Their results indicated that ZYNRELEF as part of a multimodal protocol in TKA significantly reduced pain and morphine usage for 24 hours compared to the joint cocktail. Importantly, their patient length of stay was over 24 hours shorter with ZYNRELEF. We believe this type of real world data will change practice, and we’re working with other healthcare providers to share their data. Our efforts with IDNs have produced meaningful results in growing ZYNRELEF branded market share and will continue to look for opportunities to expand our pipeline and pursue therapeutic interchanges with new customers.

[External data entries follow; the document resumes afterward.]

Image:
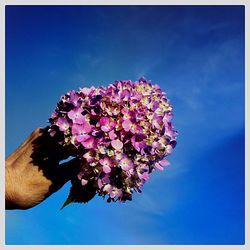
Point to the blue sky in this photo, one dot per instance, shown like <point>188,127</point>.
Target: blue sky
<point>196,55</point>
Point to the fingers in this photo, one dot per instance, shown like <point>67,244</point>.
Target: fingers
<point>45,146</point>
<point>69,170</point>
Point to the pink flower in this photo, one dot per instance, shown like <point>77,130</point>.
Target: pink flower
<point>132,127</point>
<point>63,124</point>
<point>107,124</point>
<point>126,163</point>
<point>89,143</point>
<point>85,128</point>
<point>118,132</point>
<point>117,144</point>
<point>76,115</point>
<point>106,164</point>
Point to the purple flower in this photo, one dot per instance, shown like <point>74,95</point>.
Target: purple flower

And finally, as Barry already indicated in his comments, we know that ZYNRELEF works exceptionally well with patients, but some customers would like to see the product easier to withdraw from the vial, and we are committed to enhancing that process going forward.

Now, I’d like to shift the presentation to APONVIE, our new product for the prevention of postoperative nausea and vomiting or PONV. We truly believe that APONVIE and the PONV market is a big opportunity for Heron. Let’s start with the name, APONVIE conveys aprepitant for PONV. The market research on the brand name was extremely positive from healthcare providers, and importantly, differentiates this lower dosage offering of aprepitant emulsion from CINVANTI, our highly effective and successful product for CINV. We’ll be targeting 36 million annual procedures in patients at moderate to high risk of PONV. In this segment, an estimated 12 million moderate to high risk patients are not receiving any prophylaxis at all. One of our goals will be to use the 2020 consensus guidelines to change this practice, growing the market addressing one of the most concerning side effects for patients undergoing surgery.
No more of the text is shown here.